DALLAS - Sept. 14, 2000 - In a study
released today, researchers say they have found a strong link
between brain cell loss on the left side of the brain in sick Gulf
War veterans and abnormal over-production of dopamine, a
neurotransmitter chemical important in such conditions as
degenerative brain diseases.
The UT Southwestern Medical Center at Dallas study, published
in the American Medical Association's Archives of Neurology, links
brain cell loss in the left basal ganglia of sick Gulf War veterans
with out-of-control production of a brain neurotransmitter chemical
called dopamine. With fewer total brain cells, the remaining
dopamine-producing cells become over-responsive and produce too much
dopamine.
"This finding gives increased importance to our
earlier brain scan evidence of brain damage in these veterans," said
Dr. Robert Haley, professor of internal medicine. "Showing that the
degree of brain cell injury directly affects the level of brain
dopamine production suggests that the brain damage may be having a
real effect on these veterans' brain function and is not just a
coincidental finding."
In
the June issue of Radiology, UT Southwestern researchers reported
that sick Gulf War veterans had 9 percent fewer brain cells in the
left basal ganglia than healthy veterans. Previous research has
shown that brain damage in the left basal ganglia causes a dramatic
increase in dopamine production, while brain damage in the right
basal ganglia has less effect. The latest study found dopamine
production was approximately twice as high in the sick veterans with
the worst brain cell damage as in the normal veterans.

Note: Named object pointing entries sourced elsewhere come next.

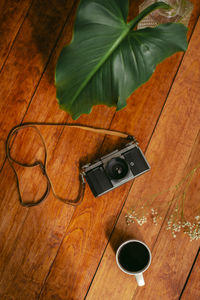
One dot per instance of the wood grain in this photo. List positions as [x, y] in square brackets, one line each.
[12, 14]
[27, 61]
[82, 248]
[168, 153]
[193, 285]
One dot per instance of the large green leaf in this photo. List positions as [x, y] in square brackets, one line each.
[107, 59]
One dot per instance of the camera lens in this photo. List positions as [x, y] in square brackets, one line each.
[117, 168]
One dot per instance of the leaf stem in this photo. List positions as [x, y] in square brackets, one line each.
[147, 11]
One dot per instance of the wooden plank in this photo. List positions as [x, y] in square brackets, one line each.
[12, 14]
[33, 236]
[27, 61]
[192, 289]
[23, 269]
[93, 221]
[168, 153]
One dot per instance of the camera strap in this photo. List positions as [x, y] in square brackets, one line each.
[43, 164]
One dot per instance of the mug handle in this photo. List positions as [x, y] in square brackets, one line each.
[140, 279]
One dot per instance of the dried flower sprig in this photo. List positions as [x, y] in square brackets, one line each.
[176, 221]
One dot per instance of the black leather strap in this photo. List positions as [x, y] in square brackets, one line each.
[42, 165]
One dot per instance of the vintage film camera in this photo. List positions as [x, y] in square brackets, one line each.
[116, 168]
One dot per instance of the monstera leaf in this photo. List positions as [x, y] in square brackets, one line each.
[107, 59]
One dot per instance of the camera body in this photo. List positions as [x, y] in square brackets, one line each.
[115, 169]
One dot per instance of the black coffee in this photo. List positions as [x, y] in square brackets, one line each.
[133, 257]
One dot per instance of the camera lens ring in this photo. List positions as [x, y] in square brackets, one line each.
[117, 168]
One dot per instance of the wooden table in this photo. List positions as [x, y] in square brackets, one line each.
[56, 251]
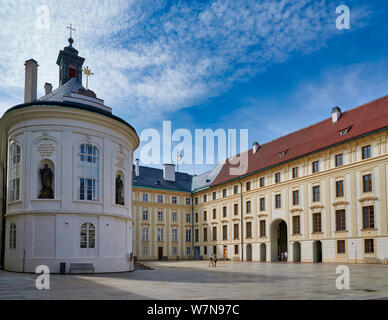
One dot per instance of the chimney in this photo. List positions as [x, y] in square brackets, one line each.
[31, 79]
[48, 88]
[137, 168]
[335, 114]
[256, 147]
[169, 172]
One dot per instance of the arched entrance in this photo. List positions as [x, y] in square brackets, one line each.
[278, 239]
[263, 252]
[296, 252]
[249, 252]
[317, 251]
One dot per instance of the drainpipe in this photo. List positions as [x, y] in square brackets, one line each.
[4, 208]
[192, 226]
[242, 223]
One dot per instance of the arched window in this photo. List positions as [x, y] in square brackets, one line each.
[119, 194]
[88, 172]
[12, 236]
[88, 235]
[14, 173]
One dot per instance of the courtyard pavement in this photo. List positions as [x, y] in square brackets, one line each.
[179, 280]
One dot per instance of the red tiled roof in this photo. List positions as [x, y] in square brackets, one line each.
[364, 119]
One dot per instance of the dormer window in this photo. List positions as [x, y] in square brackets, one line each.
[72, 73]
[344, 131]
[281, 154]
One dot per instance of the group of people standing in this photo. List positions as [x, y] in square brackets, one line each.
[213, 260]
[283, 256]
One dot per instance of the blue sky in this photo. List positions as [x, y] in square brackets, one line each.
[271, 67]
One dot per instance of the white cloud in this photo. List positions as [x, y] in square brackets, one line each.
[153, 57]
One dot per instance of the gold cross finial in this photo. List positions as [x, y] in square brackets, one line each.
[71, 29]
[87, 73]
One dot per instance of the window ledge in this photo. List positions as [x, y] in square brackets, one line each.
[89, 202]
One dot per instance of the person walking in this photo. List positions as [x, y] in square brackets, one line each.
[210, 260]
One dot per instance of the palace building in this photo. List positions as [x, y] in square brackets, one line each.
[72, 199]
[66, 164]
[319, 193]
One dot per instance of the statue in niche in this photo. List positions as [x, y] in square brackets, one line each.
[119, 191]
[46, 177]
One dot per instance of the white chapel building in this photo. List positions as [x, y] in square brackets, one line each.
[65, 177]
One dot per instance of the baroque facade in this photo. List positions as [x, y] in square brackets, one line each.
[319, 193]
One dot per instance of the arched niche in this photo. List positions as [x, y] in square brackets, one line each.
[119, 187]
[46, 179]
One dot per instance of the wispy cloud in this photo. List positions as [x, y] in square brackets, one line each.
[154, 57]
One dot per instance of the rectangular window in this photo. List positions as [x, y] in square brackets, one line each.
[295, 197]
[145, 215]
[248, 207]
[369, 246]
[145, 234]
[236, 231]
[262, 228]
[317, 227]
[174, 235]
[160, 234]
[316, 166]
[340, 246]
[224, 232]
[340, 220]
[316, 194]
[214, 233]
[296, 224]
[366, 152]
[278, 201]
[367, 183]
[188, 235]
[339, 188]
[339, 161]
[262, 204]
[295, 172]
[368, 217]
[145, 251]
[248, 230]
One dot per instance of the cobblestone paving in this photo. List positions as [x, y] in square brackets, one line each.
[178, 280]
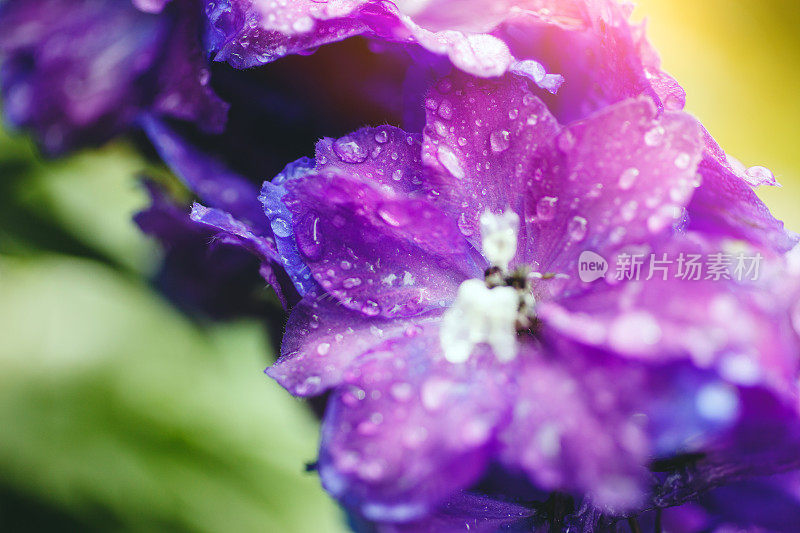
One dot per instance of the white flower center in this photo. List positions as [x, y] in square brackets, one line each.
[499, 237]
[482, 314]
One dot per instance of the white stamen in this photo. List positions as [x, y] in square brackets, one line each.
[481, 315]
[499, 237]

The UT Southwestern researchers said more study is necessary
to determine the significance of this finding, but one possibility
is that long-term neuro-degenerative illness may occur in some
people as a result.
"We hypothesize that with injury to the brain cells that
normally control dopamine production, the cells at first go wild,
overproducing dopamine," said Dr. Frederick Petty, a UT Southwestern
professor of psychiatry and staff psychiatrist at the Dallas
Veterans Affairs Medical Center. "The question is whether, over
time, these over-stimulated cells will wear out and die. If so,
these patients could develop degenerative brain diseases such as
Parkinson's disease."
Petty said knowing that veterans could develop such diseases
gives researchers time to pursue effective treatments. Doctors
performed magnetic resonance (MR) spectroscopy imaging on 12 sick
veterans and 15 well veterans to measure the amount of neuron damage
in the basal ganglia. A series of blood tests performed by Petty
measured levels of various breakdown products of dopamine, which
showed the dopamine production problems.
The researchers decided to study basal ganglia neurons and
dopamine production because the symptoms of Gulf War syndrome
strongly resemble early symptoms of well-studied degenerative
diseases of the basal ganglia like Huntington's, Wilson's and Fahr's
diseases. Typical symptoms of Gulf War syndrome include chronic
fatigue, dizziness and attacks of vertigo, general body pain,
attention and concentration problems, personality changes,
depression, and tremor.
In
1997 Haley and colleagues defined three Gulf War syndromes in the
Journal of the American Medical Association. Syndrome 1, commonly
found in veterans who wore pesticide-containing flea collars, is
characterized by impaired cognition. Syndrome 2, called
confusion-ataxia, the most severe and debilitating of the syndromes,
is found among veterans who said they were exposed to low-level
nerve gas and experienced side effects from anti-nerve gas, or
pyridostigmine bromide (PB), tablets. Syndrome 3, characterized by
central pain, is found in veterans who wore insect repellent with
high concentrations of DEET and experienced side effects from the PB
tablets. Other UT Southwestern authors of the study include Dr.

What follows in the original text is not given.